A validation study of TPR expression and the diverse immune signature was further conducted to understand the crosstalk between TPR and immune response by TIMER. The gene markers were used to characterize immune cells (Table IV) and functional T cells (Table V). The results revealed that the expression of TPR was significantly associated with most immune and T cell markers after adjusting for tumor purity. As shown in the aforementioned tables, markers of M1 macrophages (IRF5, PTGS2 and NOS2), M2 macrophages (CD163, VSIG4 and MS4A4A), Treg (FOXP3, CCR8 and TGFB1) and exhausted T cells (HAVCR2, CXCL13 and LAYN) were correlated with TPR in HCC (P<0.001). It was suggested TPR could regulate exhaustion and macrophage polarization in HCC. Next, the association between TPR with immunoinhibitors, such as CSF1R (ρ=-0.285; P<0.001), HAVCR2 (ρ=-0.275; P<0.001) and TGFBR1 (ρ=0.133; P=0.0104) (Fig. 7A), and immunostimulators, including CD40 (ρ=-0.296; P<0.001), IL6R (ρ=0.395; P<0.001) and TNFRSF14 (ρ=-0.388; P<0.001) (Fig. 7B), were investigated. In addition, the association between the expression of TPR and chemokines, containing CCL5 (ρ=0.377; P<0.001), CCL14 (ρ=-0.382; P<0.001) and CXCL2 (ρ=-0.324; P<0.001) (Fig. 7C), were explored. Consistently, TPR expression was identified to be significantly associated with chemokine receptors, such as CCR5 (ρ=-0.181; P<0.001), CXCR3 (ρ=-0.22; P<0.001) and CXCR6 (ρ=-0.238; P<0.001) (Fig. 7D). These results demonstrated that TPR was an immunoregulatory factor in HCC and played an integral role in regulating the immune response.

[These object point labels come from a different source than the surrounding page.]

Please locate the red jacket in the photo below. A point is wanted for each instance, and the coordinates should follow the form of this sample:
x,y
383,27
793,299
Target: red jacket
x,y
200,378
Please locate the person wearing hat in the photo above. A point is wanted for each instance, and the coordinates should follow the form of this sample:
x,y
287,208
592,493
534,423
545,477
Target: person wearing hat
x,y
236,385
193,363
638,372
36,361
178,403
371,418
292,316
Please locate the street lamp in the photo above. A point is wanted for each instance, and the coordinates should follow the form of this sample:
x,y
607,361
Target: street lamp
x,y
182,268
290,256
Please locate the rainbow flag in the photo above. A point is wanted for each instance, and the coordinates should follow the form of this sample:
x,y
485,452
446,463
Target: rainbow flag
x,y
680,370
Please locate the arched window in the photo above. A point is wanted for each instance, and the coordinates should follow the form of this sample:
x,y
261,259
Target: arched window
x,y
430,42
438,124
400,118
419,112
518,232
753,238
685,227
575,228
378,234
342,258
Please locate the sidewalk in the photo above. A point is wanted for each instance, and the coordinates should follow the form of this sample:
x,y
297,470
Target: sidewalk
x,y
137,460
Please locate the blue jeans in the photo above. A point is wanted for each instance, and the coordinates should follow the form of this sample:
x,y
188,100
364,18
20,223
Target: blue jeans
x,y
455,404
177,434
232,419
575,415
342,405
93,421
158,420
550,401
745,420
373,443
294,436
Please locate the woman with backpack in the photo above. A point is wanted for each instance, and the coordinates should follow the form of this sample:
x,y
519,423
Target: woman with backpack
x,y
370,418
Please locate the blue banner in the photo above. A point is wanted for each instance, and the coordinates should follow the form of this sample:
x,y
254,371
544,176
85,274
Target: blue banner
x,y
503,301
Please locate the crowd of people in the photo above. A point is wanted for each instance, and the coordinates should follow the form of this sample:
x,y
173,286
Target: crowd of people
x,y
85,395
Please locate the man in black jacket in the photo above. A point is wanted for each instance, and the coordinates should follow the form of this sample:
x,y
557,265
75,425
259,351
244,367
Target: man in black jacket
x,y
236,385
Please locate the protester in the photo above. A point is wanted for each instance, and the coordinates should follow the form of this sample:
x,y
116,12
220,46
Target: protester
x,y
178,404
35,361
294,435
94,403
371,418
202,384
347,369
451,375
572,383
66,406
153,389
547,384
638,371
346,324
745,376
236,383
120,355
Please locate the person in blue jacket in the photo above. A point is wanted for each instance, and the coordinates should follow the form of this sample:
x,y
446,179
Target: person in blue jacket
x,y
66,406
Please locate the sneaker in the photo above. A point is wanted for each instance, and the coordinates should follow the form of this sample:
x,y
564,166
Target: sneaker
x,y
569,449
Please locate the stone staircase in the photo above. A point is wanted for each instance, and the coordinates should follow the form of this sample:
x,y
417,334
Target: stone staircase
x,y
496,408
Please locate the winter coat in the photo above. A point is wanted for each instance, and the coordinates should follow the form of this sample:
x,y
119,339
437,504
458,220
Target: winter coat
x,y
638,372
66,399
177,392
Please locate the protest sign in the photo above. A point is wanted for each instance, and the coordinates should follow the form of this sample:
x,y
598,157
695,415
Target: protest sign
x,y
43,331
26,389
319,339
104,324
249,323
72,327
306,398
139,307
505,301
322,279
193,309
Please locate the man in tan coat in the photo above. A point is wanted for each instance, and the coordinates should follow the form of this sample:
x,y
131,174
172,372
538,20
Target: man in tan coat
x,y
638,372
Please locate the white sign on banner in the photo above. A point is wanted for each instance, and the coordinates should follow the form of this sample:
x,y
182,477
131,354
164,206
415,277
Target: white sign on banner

To confirm the bioinformatics results and to verify the effect of TPR on HCC cells, TPR-silenced SNU449 and Hep3B cell lines were constructed (Fig. 8A). It has been reported that regulation of TPR expression affects the phosphorylation activity of the AKT pathway (37). Consistently, the results of WB demonstrated that silencing TPR expression decreased the phosphorylation levels of AKT (Fig. 8B). Next, an MTT assay was conducted to explore the effect of siTPR on the proliferation ability of HCC cells (Fig. 8C). The results demonstrated that after silencing TPR in SNU449 and Hep3B cells, proliferation was significantly inhibited. Therefore, TPR may promote the proliferation of HCC cells through the AKT pathway.